Play an audio RPG with a screen reader

EchoQuest is an audio-first AI tabletop RPG built so blind and visually impaired players can run a campaign without a sighted GM, a battle map, or a printed rulebook. Every menu is reachable by keyboard, every scene is narrated aloud, and every interaction works under NVDA, JAWS, VoiceOver, and TalkBack.

Why most RPGs don’t work with screen readers

Traditional digital tabletop tools were built around a visual battle map: tokens, fog of war, drag-and-drop initiative trackers. Screen readers can announce a character sheet but they can’t describe a 30×30 grid in a way you can play from. Even text-heavy interactive fiction usually buries scene descriptions inside UI chrome that ARIA can’t reach.

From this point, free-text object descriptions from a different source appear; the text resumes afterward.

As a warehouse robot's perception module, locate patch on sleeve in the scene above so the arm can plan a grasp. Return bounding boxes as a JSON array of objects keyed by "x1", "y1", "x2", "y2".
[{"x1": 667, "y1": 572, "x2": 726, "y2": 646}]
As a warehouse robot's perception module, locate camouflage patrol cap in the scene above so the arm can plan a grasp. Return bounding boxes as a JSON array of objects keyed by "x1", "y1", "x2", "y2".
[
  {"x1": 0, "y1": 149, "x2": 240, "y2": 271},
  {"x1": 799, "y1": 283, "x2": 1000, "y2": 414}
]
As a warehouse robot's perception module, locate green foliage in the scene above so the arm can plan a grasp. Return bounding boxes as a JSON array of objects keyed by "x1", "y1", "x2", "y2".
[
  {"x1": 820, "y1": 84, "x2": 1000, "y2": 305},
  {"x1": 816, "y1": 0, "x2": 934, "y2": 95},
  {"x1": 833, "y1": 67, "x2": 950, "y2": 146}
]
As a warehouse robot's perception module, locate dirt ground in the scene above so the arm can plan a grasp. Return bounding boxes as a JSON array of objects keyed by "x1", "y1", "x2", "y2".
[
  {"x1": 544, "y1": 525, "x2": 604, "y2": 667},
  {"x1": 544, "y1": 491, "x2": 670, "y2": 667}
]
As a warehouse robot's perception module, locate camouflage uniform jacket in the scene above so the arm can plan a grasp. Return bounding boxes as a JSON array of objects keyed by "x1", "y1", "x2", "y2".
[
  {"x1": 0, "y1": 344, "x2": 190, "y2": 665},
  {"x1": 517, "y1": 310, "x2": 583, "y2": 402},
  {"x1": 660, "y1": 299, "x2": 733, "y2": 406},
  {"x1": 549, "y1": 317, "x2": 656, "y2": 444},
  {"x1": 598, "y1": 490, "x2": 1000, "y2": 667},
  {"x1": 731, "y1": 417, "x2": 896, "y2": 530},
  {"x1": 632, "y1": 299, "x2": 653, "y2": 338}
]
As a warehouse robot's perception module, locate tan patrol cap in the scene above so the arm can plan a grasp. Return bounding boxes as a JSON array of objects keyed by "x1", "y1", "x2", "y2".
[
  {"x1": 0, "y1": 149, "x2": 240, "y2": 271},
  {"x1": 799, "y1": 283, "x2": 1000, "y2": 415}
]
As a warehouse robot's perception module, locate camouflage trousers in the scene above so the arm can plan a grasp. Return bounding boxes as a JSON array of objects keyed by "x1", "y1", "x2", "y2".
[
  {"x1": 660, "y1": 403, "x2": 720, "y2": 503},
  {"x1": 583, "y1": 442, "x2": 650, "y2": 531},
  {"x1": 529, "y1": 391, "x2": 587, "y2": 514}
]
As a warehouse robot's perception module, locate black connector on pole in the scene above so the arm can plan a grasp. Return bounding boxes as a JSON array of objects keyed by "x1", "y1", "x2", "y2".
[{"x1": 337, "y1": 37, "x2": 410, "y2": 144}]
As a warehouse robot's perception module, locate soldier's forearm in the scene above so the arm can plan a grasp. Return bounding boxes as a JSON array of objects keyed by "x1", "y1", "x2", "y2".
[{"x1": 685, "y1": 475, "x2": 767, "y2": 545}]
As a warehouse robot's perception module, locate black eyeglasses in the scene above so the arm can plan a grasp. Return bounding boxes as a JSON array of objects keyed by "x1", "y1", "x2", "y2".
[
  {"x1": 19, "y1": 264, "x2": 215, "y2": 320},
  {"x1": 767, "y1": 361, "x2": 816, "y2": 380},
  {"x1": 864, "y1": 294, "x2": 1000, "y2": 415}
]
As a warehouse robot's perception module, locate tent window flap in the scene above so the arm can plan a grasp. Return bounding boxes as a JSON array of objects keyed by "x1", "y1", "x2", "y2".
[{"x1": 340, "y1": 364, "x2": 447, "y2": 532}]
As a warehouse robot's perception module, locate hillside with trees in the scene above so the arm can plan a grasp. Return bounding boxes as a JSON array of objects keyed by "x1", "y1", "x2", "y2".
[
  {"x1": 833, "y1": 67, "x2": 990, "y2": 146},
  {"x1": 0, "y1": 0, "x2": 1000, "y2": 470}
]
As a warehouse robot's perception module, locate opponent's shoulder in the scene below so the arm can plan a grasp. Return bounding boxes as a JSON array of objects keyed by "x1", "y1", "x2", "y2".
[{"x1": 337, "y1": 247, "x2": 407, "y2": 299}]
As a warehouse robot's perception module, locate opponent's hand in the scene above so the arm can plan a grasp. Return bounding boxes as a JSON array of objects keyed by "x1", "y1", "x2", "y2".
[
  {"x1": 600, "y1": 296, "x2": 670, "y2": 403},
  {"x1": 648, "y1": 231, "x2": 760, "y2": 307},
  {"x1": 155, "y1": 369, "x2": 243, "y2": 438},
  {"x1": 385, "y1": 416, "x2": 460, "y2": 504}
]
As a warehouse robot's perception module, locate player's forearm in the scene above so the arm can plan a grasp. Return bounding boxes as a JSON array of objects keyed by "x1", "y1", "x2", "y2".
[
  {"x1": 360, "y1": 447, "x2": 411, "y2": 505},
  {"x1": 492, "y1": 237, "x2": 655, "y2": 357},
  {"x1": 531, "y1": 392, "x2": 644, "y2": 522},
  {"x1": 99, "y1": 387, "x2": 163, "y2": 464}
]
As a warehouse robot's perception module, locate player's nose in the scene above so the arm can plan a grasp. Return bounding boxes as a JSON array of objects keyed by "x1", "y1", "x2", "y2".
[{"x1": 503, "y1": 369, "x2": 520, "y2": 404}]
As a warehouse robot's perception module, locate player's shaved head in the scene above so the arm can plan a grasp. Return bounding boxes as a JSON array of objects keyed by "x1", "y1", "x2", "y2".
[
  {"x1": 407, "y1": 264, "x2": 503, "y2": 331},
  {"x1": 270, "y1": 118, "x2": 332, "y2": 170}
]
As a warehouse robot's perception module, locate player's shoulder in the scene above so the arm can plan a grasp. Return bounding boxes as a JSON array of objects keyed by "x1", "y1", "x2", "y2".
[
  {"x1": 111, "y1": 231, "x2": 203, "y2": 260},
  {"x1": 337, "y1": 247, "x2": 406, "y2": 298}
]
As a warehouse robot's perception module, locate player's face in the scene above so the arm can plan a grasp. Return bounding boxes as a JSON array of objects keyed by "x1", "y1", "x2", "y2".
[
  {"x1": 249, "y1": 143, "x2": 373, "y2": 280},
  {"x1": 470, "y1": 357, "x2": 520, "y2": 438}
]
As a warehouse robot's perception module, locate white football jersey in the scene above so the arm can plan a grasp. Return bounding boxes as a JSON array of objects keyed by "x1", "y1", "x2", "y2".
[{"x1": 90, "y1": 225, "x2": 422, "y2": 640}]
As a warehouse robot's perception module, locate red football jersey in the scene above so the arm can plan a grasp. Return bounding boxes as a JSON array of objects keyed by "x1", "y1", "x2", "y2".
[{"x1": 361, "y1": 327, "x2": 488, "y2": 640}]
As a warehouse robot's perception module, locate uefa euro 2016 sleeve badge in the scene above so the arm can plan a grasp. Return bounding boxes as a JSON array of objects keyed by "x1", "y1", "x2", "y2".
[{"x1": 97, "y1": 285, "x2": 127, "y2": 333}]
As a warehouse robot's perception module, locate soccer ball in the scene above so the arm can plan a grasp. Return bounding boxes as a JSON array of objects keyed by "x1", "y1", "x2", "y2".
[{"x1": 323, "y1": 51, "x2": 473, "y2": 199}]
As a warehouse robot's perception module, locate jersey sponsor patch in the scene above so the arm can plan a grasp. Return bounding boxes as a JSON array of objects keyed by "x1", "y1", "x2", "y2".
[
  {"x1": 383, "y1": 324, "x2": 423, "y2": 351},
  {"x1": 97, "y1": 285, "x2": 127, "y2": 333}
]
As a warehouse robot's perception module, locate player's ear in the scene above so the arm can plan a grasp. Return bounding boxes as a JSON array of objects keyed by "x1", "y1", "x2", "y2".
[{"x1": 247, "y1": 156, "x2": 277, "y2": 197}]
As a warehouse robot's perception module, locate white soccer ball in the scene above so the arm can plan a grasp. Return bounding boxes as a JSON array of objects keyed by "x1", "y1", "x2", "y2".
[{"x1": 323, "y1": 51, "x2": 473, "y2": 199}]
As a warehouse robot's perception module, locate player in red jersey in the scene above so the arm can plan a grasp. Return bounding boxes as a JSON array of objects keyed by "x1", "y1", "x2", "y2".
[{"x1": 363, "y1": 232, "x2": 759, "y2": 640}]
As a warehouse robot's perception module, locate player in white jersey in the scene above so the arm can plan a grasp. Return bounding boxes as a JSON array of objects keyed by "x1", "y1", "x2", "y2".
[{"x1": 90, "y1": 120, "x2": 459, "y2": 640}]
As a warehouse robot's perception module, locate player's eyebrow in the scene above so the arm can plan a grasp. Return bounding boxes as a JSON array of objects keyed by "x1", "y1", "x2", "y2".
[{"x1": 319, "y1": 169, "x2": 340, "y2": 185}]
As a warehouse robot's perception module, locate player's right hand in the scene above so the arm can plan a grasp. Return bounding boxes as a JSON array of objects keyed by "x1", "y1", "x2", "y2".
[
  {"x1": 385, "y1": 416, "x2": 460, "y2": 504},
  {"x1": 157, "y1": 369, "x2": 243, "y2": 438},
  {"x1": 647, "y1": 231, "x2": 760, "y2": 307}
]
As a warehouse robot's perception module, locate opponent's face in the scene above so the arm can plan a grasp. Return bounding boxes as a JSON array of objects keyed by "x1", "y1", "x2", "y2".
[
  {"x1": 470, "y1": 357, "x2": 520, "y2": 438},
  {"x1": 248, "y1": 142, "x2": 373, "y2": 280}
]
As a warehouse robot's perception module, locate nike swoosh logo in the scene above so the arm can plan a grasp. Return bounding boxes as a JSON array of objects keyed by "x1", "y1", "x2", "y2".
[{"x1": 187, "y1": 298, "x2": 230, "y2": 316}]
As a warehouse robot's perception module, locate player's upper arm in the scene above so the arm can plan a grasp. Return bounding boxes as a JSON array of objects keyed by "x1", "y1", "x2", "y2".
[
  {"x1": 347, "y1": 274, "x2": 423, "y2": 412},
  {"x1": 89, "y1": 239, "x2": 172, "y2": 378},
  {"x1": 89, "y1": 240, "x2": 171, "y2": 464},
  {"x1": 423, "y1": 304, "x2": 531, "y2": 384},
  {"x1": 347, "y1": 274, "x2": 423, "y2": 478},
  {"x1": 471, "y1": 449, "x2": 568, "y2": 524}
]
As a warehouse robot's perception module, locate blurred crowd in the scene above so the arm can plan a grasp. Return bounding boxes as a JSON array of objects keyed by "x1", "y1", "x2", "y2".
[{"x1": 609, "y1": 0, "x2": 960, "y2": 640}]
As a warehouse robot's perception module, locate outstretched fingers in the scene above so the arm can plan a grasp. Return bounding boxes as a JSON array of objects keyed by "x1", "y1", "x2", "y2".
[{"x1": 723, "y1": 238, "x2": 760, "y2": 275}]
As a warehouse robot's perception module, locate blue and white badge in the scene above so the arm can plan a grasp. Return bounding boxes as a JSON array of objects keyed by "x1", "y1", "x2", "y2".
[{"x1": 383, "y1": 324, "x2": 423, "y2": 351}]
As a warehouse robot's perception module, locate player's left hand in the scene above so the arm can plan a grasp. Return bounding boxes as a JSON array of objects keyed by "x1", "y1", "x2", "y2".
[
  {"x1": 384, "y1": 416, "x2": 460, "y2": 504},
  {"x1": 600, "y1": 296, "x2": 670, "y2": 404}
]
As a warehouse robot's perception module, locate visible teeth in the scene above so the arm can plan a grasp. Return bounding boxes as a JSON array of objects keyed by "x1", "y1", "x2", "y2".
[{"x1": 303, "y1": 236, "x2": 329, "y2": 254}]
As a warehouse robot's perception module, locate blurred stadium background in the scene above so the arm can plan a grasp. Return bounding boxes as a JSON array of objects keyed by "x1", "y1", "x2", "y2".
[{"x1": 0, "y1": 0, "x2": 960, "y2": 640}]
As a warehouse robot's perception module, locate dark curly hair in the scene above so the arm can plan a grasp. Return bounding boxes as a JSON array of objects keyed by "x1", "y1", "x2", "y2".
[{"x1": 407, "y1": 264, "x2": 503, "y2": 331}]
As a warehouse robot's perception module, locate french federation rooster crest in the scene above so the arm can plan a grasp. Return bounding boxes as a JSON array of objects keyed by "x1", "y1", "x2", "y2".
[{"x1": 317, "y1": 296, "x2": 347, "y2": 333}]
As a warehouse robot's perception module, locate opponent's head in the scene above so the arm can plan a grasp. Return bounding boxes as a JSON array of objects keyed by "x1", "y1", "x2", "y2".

EchoQuest takes the opposite approach: the narration is the interface. The AI Game Master describes every scene aloud through your browser’s text-to-speech (or, on premium tiers, through ElevenLabs), and your responses go back through a single text field that screen readers handle natively.

What works out of the box

Tested screen readers

We test every release with NVDA + Firefox on Windows, JAWS + Chrome on Windows, VoiceOver + Safari on macOS and iOS, and TalkBack + Chrome on Android. If you find a regression, please let us know — accessibility regressions are treated as P0 bugs.

Tuning the narrator voice

The narrator’s speed, pitch, and volume are adjustable in real time during play. On the free tier, EchoQuest uses your browser’s built-in voices; on the Storyteller tier and above, you get ElevenLabs voices that handle long-form narration much more naturally. None of the accessibility features are locked behind a paywall.